Le sujet du deuil y est largement abordé entre le héros qui a perdu son fils et un jeune garçon décédé dans d’étranges circonstances… mais toujours avec la même pudeur, pas de mère éplorée hurlant devant une tombe, de famille qui se déchire. Cette peine est plutôt silencieuse, montrée avec subtilité et distance, ce qui ne l’empêche pas d’être oppressante.

Malgré certaines longueurs qui jalonnent le récit et un rythme inégal, la série connaît un creux vers son épicentre avant de finir en apothéose, « The Outsider » vaut le coup d’œil. Portée par un excellent casting et une mise en scène maîtrisée,  elle a le mérite de ne jamais tomber dans le piège de la facilité et nous propose une approche originale d’un sujet complexe.

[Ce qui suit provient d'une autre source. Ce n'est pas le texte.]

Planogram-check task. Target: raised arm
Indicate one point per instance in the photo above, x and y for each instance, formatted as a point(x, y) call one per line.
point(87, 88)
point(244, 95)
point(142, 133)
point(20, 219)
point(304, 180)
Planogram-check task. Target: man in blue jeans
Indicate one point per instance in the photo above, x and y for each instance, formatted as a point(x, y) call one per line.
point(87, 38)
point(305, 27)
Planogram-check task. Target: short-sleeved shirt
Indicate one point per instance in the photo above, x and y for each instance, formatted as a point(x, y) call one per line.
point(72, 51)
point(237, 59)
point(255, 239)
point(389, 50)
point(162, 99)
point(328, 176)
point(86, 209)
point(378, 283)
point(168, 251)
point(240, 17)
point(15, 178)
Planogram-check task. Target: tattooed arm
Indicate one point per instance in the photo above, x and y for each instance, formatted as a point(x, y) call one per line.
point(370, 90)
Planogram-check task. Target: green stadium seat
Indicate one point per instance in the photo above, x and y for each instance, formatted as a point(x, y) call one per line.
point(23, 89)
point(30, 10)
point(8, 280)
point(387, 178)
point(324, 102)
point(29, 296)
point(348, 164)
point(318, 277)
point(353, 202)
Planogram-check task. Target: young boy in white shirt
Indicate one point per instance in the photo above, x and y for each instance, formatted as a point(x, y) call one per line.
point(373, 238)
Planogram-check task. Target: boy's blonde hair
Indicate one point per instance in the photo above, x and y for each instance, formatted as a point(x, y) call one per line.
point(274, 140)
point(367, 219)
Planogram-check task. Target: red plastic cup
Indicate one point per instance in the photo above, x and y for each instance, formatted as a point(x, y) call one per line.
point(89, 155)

Là où d’autres fictions s’épanchent principalement sur la psychologie du meurtrier, ses déviances et sa perversité, « The Outsider » se démarque de la grande majorité des séries policières par sa volonté de se focaliser autant sur l’enquête que sur ceux qui restent et le deuil qu’ils traversent car un crime ne fait jamais qu’une seule victime.

Tous ces éléments en font une adaptation passionnante, entre classicisme et audace. Une série qui sort des sentiers battus sans pour autant révolutionner le genre.